Personnellement, je ne suis ni pour les gilets jaunes, ni pour le gouvernement. En revanche, je m’oppose fermement aux politiques néo-libérale de ce dernier. Sans vivre ce que les gilets jaunes vivent, j’ai conscience d’être un privilégié, j’essaye toutefois de comprendre leur ras-le-bol et je suis solidaire de ce qu’ils traversent. Quand je vois des vidéos circuler avec des chants, des chenilles et une ambiance chaleureuse, je ne peux que les encourager à continuer ; le gouvernement les a depuis trop longtemps pris pour des cons. Néanmoins, et je sais que la majorité n’est pas violente, je ne cautionne en aucun cas la violence des casseurs. Ces profiteurs ne méritent rien.

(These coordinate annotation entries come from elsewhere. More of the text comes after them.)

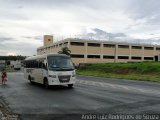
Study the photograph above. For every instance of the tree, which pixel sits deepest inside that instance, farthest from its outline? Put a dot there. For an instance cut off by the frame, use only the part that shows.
(65, 50)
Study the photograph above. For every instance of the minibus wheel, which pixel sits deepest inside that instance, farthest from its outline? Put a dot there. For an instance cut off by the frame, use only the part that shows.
(70, 85)
(46, 83)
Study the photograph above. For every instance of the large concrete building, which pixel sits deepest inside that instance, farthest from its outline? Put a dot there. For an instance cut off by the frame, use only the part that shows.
(95, 51)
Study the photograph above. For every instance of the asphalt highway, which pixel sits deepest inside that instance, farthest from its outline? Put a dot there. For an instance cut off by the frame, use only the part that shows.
(89, 96)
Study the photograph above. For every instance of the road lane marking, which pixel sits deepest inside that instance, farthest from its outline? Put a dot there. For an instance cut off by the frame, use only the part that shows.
(103, 84)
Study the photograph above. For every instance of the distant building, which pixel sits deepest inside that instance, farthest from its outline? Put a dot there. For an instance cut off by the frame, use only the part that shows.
(95, 51)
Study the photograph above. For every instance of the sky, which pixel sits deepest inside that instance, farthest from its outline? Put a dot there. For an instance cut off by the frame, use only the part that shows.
(24, 22)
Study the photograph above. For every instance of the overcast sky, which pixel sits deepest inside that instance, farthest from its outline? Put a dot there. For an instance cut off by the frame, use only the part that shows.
(24, 22)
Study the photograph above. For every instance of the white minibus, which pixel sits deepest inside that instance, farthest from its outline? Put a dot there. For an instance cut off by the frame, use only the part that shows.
(50, 69)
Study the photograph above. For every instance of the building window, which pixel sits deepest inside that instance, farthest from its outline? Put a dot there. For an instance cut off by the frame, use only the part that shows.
(77, 43)
(157, 48)
(123, 57)
(94, 44)
(93, 56)
(136, 47)
(136, 58)
(109, 45)
(77, 56)
(123, 46)
(148, 58)
(108, 57)
(148, 48)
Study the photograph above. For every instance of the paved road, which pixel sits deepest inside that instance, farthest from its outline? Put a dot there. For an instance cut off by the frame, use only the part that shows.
(90, 95)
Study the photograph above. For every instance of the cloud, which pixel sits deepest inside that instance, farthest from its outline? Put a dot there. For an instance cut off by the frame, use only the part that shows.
(102, 35)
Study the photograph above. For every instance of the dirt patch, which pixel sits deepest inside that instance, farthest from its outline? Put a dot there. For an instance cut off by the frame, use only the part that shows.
(5, 111)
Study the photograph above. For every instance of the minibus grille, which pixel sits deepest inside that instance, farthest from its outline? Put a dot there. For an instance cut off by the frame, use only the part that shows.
(64, 78)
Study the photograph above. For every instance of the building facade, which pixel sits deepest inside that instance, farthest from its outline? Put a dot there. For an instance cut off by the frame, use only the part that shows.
(95, 51)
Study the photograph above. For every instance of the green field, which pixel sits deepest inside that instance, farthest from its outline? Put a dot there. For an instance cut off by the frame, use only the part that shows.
(145, 71)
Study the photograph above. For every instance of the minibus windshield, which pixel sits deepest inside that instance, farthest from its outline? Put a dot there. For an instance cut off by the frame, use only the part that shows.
(60, 63)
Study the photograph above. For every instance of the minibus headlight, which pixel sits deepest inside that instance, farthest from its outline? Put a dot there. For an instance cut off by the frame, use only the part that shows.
(53, 76)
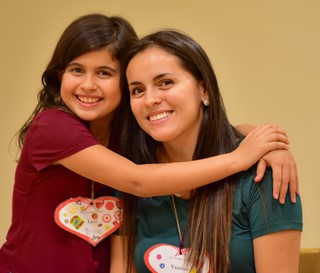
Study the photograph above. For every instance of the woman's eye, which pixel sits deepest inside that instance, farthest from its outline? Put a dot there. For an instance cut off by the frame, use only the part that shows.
(104, 73)
(166, 83)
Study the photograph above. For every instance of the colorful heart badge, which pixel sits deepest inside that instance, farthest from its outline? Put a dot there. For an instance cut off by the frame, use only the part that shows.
(165, 258)
(90, 219)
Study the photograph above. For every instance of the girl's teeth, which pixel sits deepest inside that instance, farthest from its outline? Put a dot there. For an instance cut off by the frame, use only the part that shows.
(88, 100)
(159, 116)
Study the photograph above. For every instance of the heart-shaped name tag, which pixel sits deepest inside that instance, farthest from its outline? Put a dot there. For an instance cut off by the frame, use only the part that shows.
(91, 219)
(165, 258)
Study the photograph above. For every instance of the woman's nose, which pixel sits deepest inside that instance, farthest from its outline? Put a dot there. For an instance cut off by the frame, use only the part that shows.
(152, 97)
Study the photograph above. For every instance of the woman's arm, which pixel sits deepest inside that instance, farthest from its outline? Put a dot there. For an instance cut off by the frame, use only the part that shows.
(117, 263)
(284, 168)
(277, 252)
(104, 166)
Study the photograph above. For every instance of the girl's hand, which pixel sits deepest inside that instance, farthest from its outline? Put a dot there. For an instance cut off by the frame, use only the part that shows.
(285, 173)
(259, 142)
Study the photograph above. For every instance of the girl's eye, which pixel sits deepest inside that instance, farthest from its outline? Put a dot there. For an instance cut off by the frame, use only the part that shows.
(104, 73)
(165, 83)
(75, 70)
(136, 91)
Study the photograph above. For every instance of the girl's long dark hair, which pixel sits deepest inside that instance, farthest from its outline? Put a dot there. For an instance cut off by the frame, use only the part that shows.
(86, 33)
(210, 209)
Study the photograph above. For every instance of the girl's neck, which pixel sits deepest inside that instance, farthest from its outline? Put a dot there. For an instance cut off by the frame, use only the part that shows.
(101, 131)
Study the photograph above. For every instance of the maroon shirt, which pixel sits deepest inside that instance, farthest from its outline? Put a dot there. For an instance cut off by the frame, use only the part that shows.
(35, 243)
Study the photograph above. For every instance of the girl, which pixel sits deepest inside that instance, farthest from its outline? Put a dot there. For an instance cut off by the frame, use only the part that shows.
(64, 150)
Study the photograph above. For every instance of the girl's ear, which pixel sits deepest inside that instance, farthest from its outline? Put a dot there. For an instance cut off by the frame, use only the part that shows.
(204, 93)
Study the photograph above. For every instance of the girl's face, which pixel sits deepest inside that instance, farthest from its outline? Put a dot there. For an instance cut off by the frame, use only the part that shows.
(90, 86)
(165, 98)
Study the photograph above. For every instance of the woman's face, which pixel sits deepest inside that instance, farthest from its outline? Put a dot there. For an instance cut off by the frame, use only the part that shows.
(165, 98)
(90, 86)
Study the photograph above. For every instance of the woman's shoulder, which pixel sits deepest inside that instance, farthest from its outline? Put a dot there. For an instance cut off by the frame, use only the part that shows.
(52, 113)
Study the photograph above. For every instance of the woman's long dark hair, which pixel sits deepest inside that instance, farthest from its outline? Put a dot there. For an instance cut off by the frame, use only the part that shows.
(86, 33)
(210, 210)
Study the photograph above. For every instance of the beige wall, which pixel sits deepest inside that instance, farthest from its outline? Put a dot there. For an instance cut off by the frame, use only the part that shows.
(265, 53)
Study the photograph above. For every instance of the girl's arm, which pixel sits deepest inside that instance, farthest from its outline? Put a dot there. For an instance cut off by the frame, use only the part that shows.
(284, 168)
(277, 252)
(102, 165)
(116, 255)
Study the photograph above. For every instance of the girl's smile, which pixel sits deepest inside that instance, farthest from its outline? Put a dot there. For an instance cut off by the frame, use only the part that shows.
(90, 86)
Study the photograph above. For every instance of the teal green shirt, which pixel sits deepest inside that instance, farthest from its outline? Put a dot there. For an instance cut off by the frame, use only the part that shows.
(255, 213)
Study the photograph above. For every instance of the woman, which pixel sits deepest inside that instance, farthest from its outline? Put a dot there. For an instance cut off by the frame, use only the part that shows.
(63, 151)
(230, 226)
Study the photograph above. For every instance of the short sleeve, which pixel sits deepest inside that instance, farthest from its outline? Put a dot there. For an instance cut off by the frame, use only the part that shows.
(266, 214)
(55, 134)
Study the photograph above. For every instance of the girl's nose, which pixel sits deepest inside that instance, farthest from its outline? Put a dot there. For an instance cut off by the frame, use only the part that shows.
(89, 83)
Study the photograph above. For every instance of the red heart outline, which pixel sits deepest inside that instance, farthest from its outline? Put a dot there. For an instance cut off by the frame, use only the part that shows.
(73, 223)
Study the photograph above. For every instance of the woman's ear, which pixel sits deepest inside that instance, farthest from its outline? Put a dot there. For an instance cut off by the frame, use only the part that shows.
(204, 94)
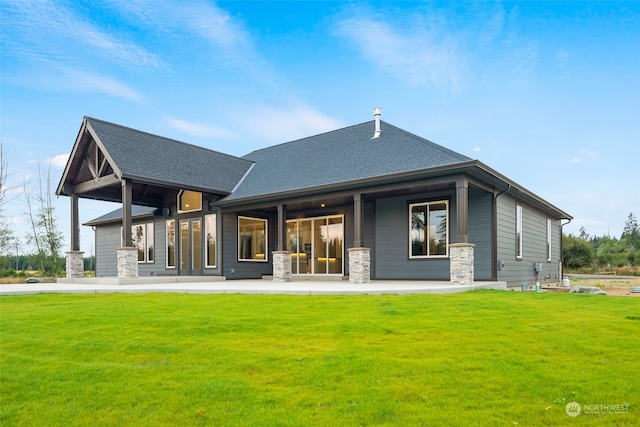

Mais quand j’en vois ou entends certain, j’ai aussi l’impression que la violence est le dernier ressort, leur dernier moyen d’exprimer leur désespoir.
Les gilets jaunes ont, quoiqu’on puisse en penser, cette qualité de nous faire réfléchir sur l’état de notre société française, fracturée par tant d’années de condescendance, de réformes politiques à la petite semaine et d’oubli total du social – oui j’ai mon avis bien à moi. Il reste à savoir si le mouvement pourra un jour aboutir à des changements concrets dans la société, ou si, comme beaucoup de mouvements sociaux avant lui, il s’éteindra petit à petit. Une chose est sûre néanmoins, il ne va pas s’en aller sans rien faire : le weekend qui arrive s’avère explosif à plusieurs niveaux et je ne fais absolument pas confiance à notre gouvernement pour apaiser la situation. C’est donc fébrilement que je suivrais les actualités ces prochains jours.